Joona feels the tug of doubt—for the second time in his life, he wonders if The Needle could be wrong.
85
At five minutes to six, Elin walks through the door to Ward 52A. She greets a nursing assistant and says that she’s here to see Daniel Grim.
“Visiting hours are over,” the woman says, and walks away.
“I’ve driven the whole way from Stockholm,” Elin pleads.
The nurse turns and looks at her. “If we make an exception for everyone, we’ll be running around twenty-four hours a day,” she says.
“Please, just let me—”
“You won’t even have time to drink a cup of coffee.”

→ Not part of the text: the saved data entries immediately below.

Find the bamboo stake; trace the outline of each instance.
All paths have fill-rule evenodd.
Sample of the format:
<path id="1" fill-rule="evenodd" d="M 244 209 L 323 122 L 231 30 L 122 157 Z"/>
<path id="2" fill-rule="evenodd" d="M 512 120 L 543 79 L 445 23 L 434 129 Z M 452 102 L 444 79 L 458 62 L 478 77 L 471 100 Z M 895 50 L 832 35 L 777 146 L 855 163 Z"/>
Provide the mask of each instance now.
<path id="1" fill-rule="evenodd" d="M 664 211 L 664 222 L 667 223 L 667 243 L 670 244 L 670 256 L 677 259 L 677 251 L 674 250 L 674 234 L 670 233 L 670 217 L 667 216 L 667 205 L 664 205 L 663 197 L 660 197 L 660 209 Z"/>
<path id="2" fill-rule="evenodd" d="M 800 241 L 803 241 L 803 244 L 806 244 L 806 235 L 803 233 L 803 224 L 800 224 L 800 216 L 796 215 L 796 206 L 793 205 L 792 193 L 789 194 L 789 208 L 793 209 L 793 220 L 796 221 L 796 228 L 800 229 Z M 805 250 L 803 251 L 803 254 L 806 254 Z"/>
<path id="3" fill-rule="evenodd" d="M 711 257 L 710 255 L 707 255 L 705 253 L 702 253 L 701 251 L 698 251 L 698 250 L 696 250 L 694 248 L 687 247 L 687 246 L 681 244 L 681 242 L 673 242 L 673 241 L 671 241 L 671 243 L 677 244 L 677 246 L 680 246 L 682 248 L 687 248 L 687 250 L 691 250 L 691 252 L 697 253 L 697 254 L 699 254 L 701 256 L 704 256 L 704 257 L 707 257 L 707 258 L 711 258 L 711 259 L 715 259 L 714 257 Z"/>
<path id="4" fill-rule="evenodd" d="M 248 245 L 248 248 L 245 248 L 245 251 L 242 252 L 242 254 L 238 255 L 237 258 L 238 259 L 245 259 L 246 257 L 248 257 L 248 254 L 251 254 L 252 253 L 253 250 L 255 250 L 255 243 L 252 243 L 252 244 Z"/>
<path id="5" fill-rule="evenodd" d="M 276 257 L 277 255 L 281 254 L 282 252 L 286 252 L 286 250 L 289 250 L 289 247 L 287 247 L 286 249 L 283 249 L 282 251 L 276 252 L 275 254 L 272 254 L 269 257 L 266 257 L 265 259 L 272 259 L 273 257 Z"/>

“That doesn’t matter,” Elin insists.
The nurse looks at Elin doubtfully, but then nods to Elin to follow her. She goes down the hall and knocks on the door of a patient’s room to the right.
“Thanks,” Elin says, and waits until the nurse leaves before she walks in.
Standing by the window is a man with an ashen face. He hasn’t shaved this morning and perhaps not the day before, either. He’s wearing jeans and a wrinkled shirt. He looks at her with a slight frown and runs his hand through his thin hair.
“My name is Elin Frank,” Elin says softly. “I know I’m disturbing you and I apologize in advance.”
“No, it’s … it’s…”
He appears to have been crying, crying for many days. In a different context, Elin might have thought he was handsome. He has a friendly face and intelligent eyes.
“I need to talk to you, but I understand if you’re not up to it,” she says.
“It’s all right,” he says in a voice that sounds as if it will break at any moment. “The reporters kept coming by the first days, but I couldn’t speak … I couldn’t handle talking to them. There was nothing I could say. I mean, I wanted to help the police, but I couldn’t make it work. I couldn’t get my thoughts together…”
Elin tries to think of a way to bring up the subject of Vicky. She understands that Vicky is a monster as far as he is concerned. She’s ruined his life. It won’t be easy to make him want to help out.
“Do you mind if I ask you a few things?”
“Honestly, I don’t know.” Daniel rubs his face.
“Daniel, I’m very sorry about what happened to you.”